Sodium is insidious; it’s in foods that don’t even taste salty. Bread products are among the primary offenders. Other foods with substantial amounts of sodium include cold cuts and cured meats, cheeses, pizza, poultry, soups, pastas, sauces and, of course, snack foods. Processed foods and those prepared by restaurants are where most of our consumption occurs (2).

On the flip side, only about two percent of people get enough potassium from their diets (3).

Why is it important to reduce sodium and increase potassium? A high sodium-to-potassium ratio increases the risk of cardiovascular disease by 46 percent, according to the study, which looked at more than 12,000 Americans over almost 15 years (4). In addition, both may have significant impacts on blood pressure and cardiovascular disease.

To improve our overall health, we need to shift the sodium-to-potassium balance so that we consume more potassium and less sodium. And if you struggle with high blood pressure, this approach could help you win the battle. Let’s look at the evidence.

Why do we always harp on sodium?

Two studies illustrate the benefits of reducing sodium in high blood pressure and normotensive (normal blood pressure) patients, ultimately preventing cardiovascular disease, including heart disease and stroke.

The first used the prestigious Cochrane review to demonstrate that blood pressure is reduced by a significant mean of −4.18 mm Hg systolic (top number) and −2.06 mm Hg diastolic (bottom number) involving both normotensive and hypertensive participants (5). When looking solely at hypertensive patients, the reduction was even greater, with a systolic blood pressure reduction of −5.39 mm Hg and a diastolic blood pressure reduction of −2.82 mm Hg.

This was a meta-analysis (a group of studies) that evaluated data from 34 randomized clinical trials, totaling more than 3,200 participants. Salt reduction from 9 to 12 grams per day to 5 to 6 grams per day, determined using 24-hour urine tests, had a dramatic effect. The researchers believe there is a direct linear effect with salt reduction.

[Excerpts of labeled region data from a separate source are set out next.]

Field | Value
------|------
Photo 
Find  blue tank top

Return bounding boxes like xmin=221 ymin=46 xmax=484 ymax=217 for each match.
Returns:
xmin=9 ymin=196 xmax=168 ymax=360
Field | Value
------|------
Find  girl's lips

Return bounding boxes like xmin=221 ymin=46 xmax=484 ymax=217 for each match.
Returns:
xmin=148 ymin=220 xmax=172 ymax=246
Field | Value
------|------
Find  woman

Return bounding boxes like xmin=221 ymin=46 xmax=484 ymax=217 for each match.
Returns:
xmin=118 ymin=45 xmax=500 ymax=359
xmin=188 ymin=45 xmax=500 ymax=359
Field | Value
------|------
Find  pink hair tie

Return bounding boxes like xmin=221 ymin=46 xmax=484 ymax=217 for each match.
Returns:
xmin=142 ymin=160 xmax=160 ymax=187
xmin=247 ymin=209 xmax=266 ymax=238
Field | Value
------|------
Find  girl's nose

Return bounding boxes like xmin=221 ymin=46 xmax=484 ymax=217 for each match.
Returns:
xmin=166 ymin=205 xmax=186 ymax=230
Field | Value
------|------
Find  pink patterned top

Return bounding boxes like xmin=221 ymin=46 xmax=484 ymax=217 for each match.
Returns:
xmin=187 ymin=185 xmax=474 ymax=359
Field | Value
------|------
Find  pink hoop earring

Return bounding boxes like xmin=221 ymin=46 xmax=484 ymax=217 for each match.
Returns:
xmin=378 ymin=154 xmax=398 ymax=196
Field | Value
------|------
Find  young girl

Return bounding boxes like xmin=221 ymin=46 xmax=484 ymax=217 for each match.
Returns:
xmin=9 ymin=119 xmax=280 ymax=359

In other words, the more we reduce the salt intake, the greater the effect of reducing blood pressure. 

The authors recommend further reduction to 3 grams per day as a long-term target for the population and concluded that the effects on blood pressure will most likely result in a decrease in cardiovascular disease.

In the second study, a meta-analysis of 42 clinical trials, there was a similarly significant reduction in both systolic and diastolic blood pressures (6). This study included both adults and children. Both demographics saw a reduction in blood pressure, though the effect was greater in adults. Interestingly, an increase in sodium caused a 24 percent increased risk of stroke incidence but, more importantly, a 63 percent increased risk of stroke mortality. The risk of mortality from heart disease was increased alongside an increase in sodium, as well, by 32 percent.

In an epidemiology modeling study, the researchers projected that either a gradual or instantaneous reduction in sodium would save lives (7). For instance, a modest 40 percent reduction over 10 years in sodium consumed could prevent 280,000 premature deaths. These are only projections, but in combination with the above studies, they may be telling.

Why is potassium important?

When we think of blood pressure, not enough attention is given to potassium. The typical American diet doesn’t contain enough of this mineral.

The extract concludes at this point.